For Earth Day, California Governor Gavin Newsom joined the groundbreaking of the world’s largest wildlife overpass, the Wallis Annenberg Wildlife Crossing, which will provide a vital bridge for mountain lions and other Santa Monica Mountain wildlife to roam safely between two large areas of habitat.
The state also announced the launch of strategies to achieve California’s first-in-the-nation 30×30 conservation goal and better manage our natural and working lands to combat climate change and protect the state’s communities and ecosystems.
Governor Newsom has put forward a historic $37.6 billion climate package – more than what most other countries are spending – to protect all Californians from the costs and impacts of climate change, while accelerating efforts to reduce the dependence on big polluters and fossil fuels.

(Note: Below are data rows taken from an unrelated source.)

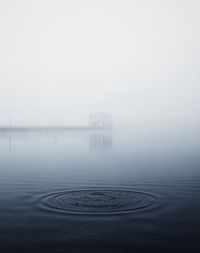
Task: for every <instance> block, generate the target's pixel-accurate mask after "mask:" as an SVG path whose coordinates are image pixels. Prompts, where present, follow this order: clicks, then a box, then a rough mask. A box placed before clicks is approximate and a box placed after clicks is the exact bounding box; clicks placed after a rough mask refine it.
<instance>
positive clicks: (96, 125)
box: [89, 112, 113, 128]
mask: <svg viewBox="0 0 200 253" xmlns="http://www.w3.org/2000/svg"><path fill="white" fill-rule="evenodd" d="M89 121H90V122H89V124H90V126H91V127H94V128H112V125H113V123H112V115H111V114H110V113H105V112H98V113H92V114H91V115H90V120H89Z"/></svg>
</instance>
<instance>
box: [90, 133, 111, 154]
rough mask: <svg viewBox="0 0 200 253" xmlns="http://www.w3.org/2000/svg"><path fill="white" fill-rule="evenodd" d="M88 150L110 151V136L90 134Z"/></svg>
mask: <svg viewBox="0 0 200 253" xmlns="http://www.w3.org/2000/svg"><path fill="white" fill-rule="evenodd" d="M89 145H90V149H91V150H103V149H111V148H112V145H113V140H112V135H111V134H105V133H102V134H100V133H99V134H92V135H90V143H89Z"/></svg>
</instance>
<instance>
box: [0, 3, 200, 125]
mask: <svg viewBox="0 0 200 253" xmlns="http://www.w3.org/2000/svg"><path fill="white" fill-rule="evenodd" d="M199 11H200V1H199V0H162V1H161V0H137V1H136V0H106V1H103V0H98V1H96V0H87V1H86V0H71V1H69V0H34V1H30V0H15V1H14V0H0V36H1V38H0V125H3V124H7V122H8V119H9V114H11V115H12V119H13V121H14V122H15V124H53V123H54V122H55V121H56V120H57V121H58V122H59V123H63V124H85V123H87V120H88V114H89V113H90V112H93V111H106V112H111V113H113V115H114V118H115V119H117V121H119V122H122V123H125V122H131V123H134V122H141V121H142V122H144V121H145V122H152V121H164V120H180V121H190V122H194V123H199V115H200V86H199V83H200V71H199V61H200V60H199V59H200V15H199Z"/></svg>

“No challenge poses a greater threat to our way of life, prosperity, and future as a state than climate change,” said Newsom. “With our rich natural heritage on the front lines of this crisis, California is building on our global climate leadership with bold strategies that harness the power of nature to fight climate change and protect our communities and ecosystems. Strong partnerships across the board will be critical to these efforts, and the project we’re lifting up today is an inspiring example of the kind of creative collaborations that will help us protect our common home for generations to come.”
The Wallis Annenberg Wildlife Crossing will span 10 lanes of Highway 101 and an adjacent road, improving wildlife connectivity to support biodiverse ecosystems. The state has provided $58 million in funding for the public-private conservation project, which is being facilitated by Caltrans, while philanthropy has raised more than $34 million in funding. In partnership with the Legislature, the Governor last year advanced $105 million to fund wildlife crossings, and is this year proposing an additional $50 million for this priority – including $10 million in new funding for the crossing in Liberty Canyon.
Moving to protect mountain lions and other wildlife, the Governor in 2020 signed legislation prohibiting the use of second-generation anticoagulant rodenticides, which are known to cause chronic growth and reproduction issues. Also, the California High-Speed Rail Authority and the Santa Clara Valley Habitat Agency announced the award of a $3.125 million grant to study the Pacheco Pass wildlife overcrossing near the near the San Jose to Merced high-speed rail project section.
The Pathways to 30×30: Accelerating Conservation of California’s Nature strategy and Natural and Working Lands Climate Smart Strategy released responds directly to the Governor’s nature-based solutions executive order, which identified California’s lands as a critical yet underutilized sector in the fight against climate change. These lands cover 90 percent of California’s 105 million acres, and can remove and store carbon emissions, limit future carbon emissions into the atmosphere, and buffer climate impacts. Climate-smart management of state lands also safeguards public health and safety, protects food and water supplies, and enhances equity.
Pathways to 30×30 outlines a strategy to achieve the state’s first-in-the-nation goal to conserve 30 percent of California’s lands and coastal waters by 2030 in order to protect biodiversity, expand access to nature and tackle climate change. Scientists from around the world agree that conserving one-third of the planet by 2030 is needed to combat climate change, protect people from climate impacts that are already here, and to limit the mass extinction of plant and animal life. It also represents a historic opportunity to strengthen our connection to nature, especially for communities that have historically lacked access, and to build partnerships with Native American leaders and groups to steward lands and waters.
California has conserved 24 percent of its land and 16 percent of coastal waters. To reach 30 percent by 2030, the state’s strategy lays out several concurrent pathways, including accelerating regionally-led conservation, buying strategic lands for conservation and access, expanding voluntary conservation easements, and aligning investments to maximize conservation benefits. Empowering local and regional partners is essential to achieve this target, and the strategy establishes a 30×30 Partnership to organize this coordination and collaboration. Partners include federal agencies, California Native American tribes, county governments, land trusts, resource conservation districts, environmental conservation non-governmental organizations, and others.
The Natural and Working Lands Climate Smart Strategy establishes California’s approach to meeting climate change goals through improved management of state lands. Healthy landscapes can remove and store carbon, limit future greenhouse gas emissions into the atmosphere, and buffer climate impacts. Unhealthy landscapes have the opposite effect – they release more greenhouse gas than they store and worsen climate risks to people and nature. The strategy defines eight landscape types that California will better manage, including forests, farms, communities, and wetlands. It highlights priority nature-based solutions that combat climate change and help meet California’s broader environmental, economic, and social objectives. The strategy also charts near-term actions and underscores partnerships as essential to all of this work.
The two strategies were shaped by over a year of public engagement. More than 4,100 Californians provided direct input through more than a dozen public meetings, regionally-based workshops, expert topical panels on key concepts such as equity and science, and comments on draft strategies.